Steve, I can give you a summary rundown of the various standards and profiles that people are working with in the area of train control systems when we meet the next time. I had even put together a short slide presentation which I presented at one of the IRFCNA annual gatherings a few years back. maybe I need to find it, dust it off and update it. Suffice it to say ERTMS is but one in a plethora of them, and ERTMS folks have a tendency to try to claim something is ERTMS when it is only peripherally so. In short an Chinese locomotive with so called Chinese ERTMS gear on it, if moved to Europe will not work with the ERTMS as deployed in Europe. But with a module change it will. But surprisingly that is also true in essence of say an Acela set in the US!


----------



## Steve4031 (Jun 3, 2014)

Sounds like we will be having a conversation on the fest.


----------



## neroden (Jun 18, 2014)

jis said:


> What is even more interesting is that ERTMS is an implementation of the ETCS standard which has many profiles.

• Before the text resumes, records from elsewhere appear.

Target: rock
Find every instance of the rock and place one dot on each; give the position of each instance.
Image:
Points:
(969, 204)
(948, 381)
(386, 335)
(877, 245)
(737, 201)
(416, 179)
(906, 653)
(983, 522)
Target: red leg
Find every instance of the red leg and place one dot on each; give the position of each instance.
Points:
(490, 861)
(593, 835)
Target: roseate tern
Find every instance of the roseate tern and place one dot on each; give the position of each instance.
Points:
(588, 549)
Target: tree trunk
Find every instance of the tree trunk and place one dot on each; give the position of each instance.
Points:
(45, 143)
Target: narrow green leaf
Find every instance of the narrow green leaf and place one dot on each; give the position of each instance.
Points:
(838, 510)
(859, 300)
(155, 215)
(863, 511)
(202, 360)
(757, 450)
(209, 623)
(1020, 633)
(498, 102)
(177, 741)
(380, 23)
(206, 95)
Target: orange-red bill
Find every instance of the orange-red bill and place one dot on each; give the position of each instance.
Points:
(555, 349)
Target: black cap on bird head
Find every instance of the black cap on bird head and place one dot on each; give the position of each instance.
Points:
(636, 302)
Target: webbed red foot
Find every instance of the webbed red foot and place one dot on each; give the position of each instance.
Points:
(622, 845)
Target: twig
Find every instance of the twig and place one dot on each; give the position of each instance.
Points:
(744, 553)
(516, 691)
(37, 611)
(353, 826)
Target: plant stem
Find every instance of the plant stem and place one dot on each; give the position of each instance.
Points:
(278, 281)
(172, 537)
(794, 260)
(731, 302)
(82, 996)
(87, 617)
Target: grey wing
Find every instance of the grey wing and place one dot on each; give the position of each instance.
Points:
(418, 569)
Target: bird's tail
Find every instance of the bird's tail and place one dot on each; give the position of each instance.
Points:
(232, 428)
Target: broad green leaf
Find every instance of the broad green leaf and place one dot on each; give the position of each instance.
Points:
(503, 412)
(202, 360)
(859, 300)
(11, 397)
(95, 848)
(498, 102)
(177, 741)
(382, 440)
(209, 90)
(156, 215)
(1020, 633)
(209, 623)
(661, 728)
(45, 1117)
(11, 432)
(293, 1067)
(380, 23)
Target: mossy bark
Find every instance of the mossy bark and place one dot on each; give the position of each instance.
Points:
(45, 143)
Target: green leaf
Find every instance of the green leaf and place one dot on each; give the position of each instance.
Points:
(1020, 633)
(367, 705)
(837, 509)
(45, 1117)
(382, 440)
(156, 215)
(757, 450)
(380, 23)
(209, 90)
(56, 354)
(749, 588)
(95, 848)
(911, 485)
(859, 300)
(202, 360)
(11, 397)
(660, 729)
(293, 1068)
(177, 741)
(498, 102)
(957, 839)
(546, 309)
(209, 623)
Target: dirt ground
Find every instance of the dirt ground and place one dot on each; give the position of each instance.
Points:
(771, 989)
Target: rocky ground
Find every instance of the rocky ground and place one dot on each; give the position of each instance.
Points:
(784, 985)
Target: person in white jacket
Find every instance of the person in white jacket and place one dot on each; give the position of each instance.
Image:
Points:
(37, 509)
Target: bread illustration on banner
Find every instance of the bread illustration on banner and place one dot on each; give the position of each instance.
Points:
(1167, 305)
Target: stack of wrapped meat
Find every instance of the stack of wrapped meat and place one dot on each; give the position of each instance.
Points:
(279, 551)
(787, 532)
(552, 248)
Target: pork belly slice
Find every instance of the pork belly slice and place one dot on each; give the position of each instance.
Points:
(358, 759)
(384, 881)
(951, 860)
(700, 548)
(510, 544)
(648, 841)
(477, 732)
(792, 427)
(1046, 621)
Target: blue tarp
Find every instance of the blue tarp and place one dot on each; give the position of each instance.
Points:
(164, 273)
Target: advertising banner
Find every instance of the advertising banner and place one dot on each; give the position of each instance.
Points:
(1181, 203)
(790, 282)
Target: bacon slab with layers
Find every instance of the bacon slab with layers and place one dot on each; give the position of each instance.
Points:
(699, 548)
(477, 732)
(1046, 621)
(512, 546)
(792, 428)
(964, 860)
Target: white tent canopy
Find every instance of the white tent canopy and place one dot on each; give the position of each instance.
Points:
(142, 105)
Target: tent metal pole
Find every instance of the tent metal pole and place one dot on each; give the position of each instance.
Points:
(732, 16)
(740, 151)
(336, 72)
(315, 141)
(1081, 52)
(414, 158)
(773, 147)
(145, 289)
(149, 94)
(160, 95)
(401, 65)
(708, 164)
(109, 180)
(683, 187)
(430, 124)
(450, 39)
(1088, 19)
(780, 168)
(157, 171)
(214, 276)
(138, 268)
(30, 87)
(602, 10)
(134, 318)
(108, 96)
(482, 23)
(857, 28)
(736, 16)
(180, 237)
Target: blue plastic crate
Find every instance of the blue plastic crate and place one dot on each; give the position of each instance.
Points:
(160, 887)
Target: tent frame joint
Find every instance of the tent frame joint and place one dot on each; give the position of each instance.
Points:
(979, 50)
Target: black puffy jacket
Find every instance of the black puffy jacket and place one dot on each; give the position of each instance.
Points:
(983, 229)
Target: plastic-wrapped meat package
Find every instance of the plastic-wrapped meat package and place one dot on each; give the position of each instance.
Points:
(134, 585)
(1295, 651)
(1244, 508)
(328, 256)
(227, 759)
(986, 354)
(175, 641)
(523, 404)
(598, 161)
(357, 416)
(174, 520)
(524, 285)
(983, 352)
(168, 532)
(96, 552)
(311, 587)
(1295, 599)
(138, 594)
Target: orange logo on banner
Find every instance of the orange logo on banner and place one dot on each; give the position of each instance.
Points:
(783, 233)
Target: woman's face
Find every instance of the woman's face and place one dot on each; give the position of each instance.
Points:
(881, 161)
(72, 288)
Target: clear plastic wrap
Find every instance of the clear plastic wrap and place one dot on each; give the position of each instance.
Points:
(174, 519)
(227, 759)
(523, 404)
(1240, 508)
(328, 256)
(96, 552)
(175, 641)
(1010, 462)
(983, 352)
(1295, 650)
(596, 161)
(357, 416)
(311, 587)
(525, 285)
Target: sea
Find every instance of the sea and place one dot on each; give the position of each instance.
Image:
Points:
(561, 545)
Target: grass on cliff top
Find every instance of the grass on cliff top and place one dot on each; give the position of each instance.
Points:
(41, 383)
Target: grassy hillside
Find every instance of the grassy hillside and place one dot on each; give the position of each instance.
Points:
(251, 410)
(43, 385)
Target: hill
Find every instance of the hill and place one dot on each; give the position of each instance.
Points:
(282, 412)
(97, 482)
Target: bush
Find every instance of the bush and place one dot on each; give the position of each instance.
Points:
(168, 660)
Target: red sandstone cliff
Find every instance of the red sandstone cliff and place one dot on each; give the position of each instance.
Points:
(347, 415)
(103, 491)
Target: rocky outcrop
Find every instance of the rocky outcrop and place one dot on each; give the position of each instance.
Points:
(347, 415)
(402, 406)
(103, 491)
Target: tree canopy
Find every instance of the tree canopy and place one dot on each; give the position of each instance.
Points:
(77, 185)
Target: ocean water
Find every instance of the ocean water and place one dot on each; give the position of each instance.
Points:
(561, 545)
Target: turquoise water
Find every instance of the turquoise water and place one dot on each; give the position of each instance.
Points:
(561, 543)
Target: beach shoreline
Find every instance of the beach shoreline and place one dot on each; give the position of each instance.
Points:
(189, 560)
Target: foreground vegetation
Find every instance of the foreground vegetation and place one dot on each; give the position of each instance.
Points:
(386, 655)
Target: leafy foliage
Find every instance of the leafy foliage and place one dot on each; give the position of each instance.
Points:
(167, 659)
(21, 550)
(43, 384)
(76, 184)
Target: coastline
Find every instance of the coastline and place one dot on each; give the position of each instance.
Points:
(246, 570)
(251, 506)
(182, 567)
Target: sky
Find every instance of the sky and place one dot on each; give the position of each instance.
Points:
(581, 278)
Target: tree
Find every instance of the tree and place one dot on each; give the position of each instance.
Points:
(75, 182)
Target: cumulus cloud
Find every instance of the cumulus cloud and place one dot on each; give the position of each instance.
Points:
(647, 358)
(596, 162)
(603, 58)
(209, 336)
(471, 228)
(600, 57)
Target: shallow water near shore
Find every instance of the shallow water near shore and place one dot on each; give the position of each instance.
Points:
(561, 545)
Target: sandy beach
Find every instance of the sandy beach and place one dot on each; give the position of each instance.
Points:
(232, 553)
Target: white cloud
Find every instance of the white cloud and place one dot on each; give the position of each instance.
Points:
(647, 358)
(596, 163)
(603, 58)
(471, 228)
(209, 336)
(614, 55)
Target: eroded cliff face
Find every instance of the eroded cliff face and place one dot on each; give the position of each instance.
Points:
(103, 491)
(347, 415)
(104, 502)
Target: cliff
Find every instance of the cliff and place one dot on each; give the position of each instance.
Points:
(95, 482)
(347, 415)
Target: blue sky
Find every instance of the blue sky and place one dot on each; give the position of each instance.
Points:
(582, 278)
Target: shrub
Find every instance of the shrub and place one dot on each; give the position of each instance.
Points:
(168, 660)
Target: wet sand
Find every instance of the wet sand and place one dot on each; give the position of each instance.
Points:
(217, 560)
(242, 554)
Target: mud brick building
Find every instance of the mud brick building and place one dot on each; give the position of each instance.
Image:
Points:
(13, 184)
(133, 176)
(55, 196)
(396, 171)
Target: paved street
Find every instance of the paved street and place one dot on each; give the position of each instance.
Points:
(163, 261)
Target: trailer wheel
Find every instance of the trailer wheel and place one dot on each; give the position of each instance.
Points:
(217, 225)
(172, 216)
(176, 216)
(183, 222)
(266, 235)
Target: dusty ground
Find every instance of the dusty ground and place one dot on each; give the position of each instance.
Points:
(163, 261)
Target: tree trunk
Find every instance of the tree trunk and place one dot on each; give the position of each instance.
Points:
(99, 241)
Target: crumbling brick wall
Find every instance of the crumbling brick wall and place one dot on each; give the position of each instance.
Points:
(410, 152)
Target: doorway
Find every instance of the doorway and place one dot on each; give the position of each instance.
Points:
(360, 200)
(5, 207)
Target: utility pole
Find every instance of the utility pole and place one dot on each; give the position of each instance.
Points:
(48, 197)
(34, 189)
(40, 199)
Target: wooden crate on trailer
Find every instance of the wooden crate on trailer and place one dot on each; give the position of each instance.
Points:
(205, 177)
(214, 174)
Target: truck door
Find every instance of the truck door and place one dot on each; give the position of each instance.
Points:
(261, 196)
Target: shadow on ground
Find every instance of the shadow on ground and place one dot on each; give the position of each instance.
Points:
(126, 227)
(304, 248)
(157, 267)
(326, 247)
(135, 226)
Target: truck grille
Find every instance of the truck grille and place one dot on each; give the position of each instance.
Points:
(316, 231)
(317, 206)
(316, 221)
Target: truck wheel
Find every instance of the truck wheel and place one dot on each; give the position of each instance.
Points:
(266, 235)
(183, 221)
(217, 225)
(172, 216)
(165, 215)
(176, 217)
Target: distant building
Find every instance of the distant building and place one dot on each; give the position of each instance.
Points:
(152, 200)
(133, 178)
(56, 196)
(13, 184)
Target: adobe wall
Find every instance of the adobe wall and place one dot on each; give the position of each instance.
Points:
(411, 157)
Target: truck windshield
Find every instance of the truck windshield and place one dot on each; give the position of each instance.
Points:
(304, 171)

I apologize for my inaccuracy; I really meant ETCS when I wrote ERTMS. (Many people tend to be sloppy about those two acronyms.)
I don't think there's any reason why the freights are designing non-ETCS-compatible systems other than

(1) not-invented-here mentality

(2) falling for the line of bull which claimed that GPS would make everything cheaper

#2 is probably the larger problem. It was obvious to anyone who had any understanding of GPS operation, even at an amateur level, that this was false, but it apparently wasn't obvious to the freight railroad CEOs.

We're basically looking at a US railroad system which has entirely obsolete signalling (with the exception of a few places like the NEC) and needed complete signalling replacement, and needed it quite quickly. This is not the time to fool around with designing new signalling systems; this is the time to copy something which has been tested and works. There were, thankfully, several very similar implementation choices available.

Instead, the choice was made to fool around with designing new signalling systems. As a result, the class Is are nearly all late and I hope they will be hit with massive fines. Eventually, everyone else ended up pretty much outright copying the Wabtec/BNSF system, which had been under development for a while, but they screwed around and wasted a lot of time first. It shows a bad attitude and a disinterest in obeying the law.


----------